#Argh: The Anatomy of Expectations
The following is a nerdy rant on expectations and their poopy poopy nature ...
<rant> AHHHHHH!!! T minus 24 hours until the International Badass arrives in good ol' Los Angeles.
Seriously ... in 24 hours, a guy is flying down from Canada to kick it with me for the weekend. Like seriously?! SERIOUSLY?!?! Border crossing?!?! AH-MAZING!
Our sexual chemistry on skype has been OUT OF THIS WORRLLLLLLDDDDD ... but I'm still kinda scared. So, he jives with what I do for a living (which has been a MASSIVE hurdle in me dating), he digs my brain, he digs my butt, I equally dig all of his-ness ... but AHHHHHHHH I feel like these expectations are just off the CHARTS!
Seriously!!! My brain wants to tell me that this guy is too good to be true, and to tone it down a notch - but I dunno. I don't feel like I should have to. Life is about moments like these ... waiting for that guy, being THIS excited over the simple sight of someone. If it weren't for these moments, life wouldn't be nearly as sweet as it is!
THAT I know to be true. FACT!
I can tell he's definitely different, and we're totes gonna be besties either way. No matter what, the mutual respect for each other professionally is superly duperly high ... but chemistry is intangible. He's not flying all the way down here to hang out with a new best friend, he's coming down here to make out with me ... a lot. And I want to mutually make out with him ... a lot. We've gotten to know each other SO well, and obviously there is the professional connection as well, so we're in each other's social space ... but I dunno man. I hit it off with so very few people in this world, it scares me. Looking at this from a logical perspective, yeah this dude has the highest chance of anyone in the last year - but let's face it, that doesn't say much!
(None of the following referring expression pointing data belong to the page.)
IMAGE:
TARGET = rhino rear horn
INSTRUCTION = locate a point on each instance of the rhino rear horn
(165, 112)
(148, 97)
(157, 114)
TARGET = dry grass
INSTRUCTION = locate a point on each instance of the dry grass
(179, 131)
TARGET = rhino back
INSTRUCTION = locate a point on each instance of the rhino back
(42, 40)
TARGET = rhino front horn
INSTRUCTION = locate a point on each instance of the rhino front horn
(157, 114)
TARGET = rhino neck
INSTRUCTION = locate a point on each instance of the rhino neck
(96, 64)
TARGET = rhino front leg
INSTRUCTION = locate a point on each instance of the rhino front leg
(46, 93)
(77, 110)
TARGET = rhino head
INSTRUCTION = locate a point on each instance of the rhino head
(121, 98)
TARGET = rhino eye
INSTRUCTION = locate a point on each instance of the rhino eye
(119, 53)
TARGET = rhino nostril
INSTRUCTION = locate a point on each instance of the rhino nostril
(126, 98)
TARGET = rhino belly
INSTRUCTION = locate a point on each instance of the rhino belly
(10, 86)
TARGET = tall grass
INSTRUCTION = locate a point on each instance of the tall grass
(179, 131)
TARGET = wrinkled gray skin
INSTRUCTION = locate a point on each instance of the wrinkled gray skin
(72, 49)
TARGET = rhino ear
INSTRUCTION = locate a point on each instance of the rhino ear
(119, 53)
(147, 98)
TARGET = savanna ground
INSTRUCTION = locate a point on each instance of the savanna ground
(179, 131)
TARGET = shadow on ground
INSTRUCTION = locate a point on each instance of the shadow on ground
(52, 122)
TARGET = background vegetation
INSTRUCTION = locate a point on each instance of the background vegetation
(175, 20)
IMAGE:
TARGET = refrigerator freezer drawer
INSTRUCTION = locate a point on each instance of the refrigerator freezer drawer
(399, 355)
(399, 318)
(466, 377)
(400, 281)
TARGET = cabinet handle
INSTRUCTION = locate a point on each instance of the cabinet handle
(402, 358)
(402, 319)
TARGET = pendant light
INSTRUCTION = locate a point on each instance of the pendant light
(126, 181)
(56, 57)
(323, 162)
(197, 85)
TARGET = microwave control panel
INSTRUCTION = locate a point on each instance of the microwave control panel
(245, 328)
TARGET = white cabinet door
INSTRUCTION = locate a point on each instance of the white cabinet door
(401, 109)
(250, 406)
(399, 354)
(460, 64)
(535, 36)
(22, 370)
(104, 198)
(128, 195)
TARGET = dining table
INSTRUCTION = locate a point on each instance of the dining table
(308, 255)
I can very literally quote statistics and say out of 103 dates there were only 11 second dates and 4 that I wanted more from. That's IT!
BUUUTTTT, he is also the VERY first dude that has ever given me butterflies over skype. Seriously! SKYPE!!! We chat for hours and it seems like seconds ... but I have so many walls up in general; I don't have a lot of people in life I am close to. I'm trying to be more conscious of said walls, but it's hard, and honestly had it not been for the documentation of my life in general I might not have even acknowledged them being there in the first place. Having a guy like this in my life in ANY capacity isn't just something different, it's actually a pretty big adjustment. And I'm not even talking about dating him, just being in this headspace - it's incredibly foreign. Wait, I WANT to tell someone about my day? I don't just want to sit in the living room with a hoodie on and headphones in? Which btw, I am less anti-social if I am sitting in the living room and not just locked away in my bedroom. I am fucking socially awkward, man. Being social was a skill that I HAD to learn as a kid since I never fit in, I at least wanted people to talk to occasionally. So, I CAN talk to people - I just don't always like to.
Now this leaves me in a mighty predicament ... I like a boy ... I'm 99% positive we're gonna hit it off ... and pretty hardcore. Like see this bed?
This is my bed. And he's going to be the first person in it.
I don't like bringing people back to my apartment; I share my world with everyone always, there has to be some bit of something that I keep for myself. This weekend however, I'll be sharing that. And I'm clearly SUPPPERRRR excited, but it's kind of a big deal for me.
I don't want to fuck this up, but I recognize in any capacity I am going to be weird, and awkward, and I'm going to hope he talks more than me because I can be shy when I really like a boy ... I just ... want to go into my little hole ... and stay there ... but that's also no good because I get lonely ... really lonely. BAHHHH!!! Oh hairy ball sack. Why oh why do I have to like a boy!?!? Why does he have to be so cute, and so smart, and so understanding.
UGHHHHHH he's a hustler too ... so he not only like does things ... but he does, does things. He moves - and well. I have massive respect for the duderino.
But here I be. Lil ol' me. Still scared. But a little more accepting of that fact now more than ever. I am owning it ... sometimes I just need to remind myself of that fact.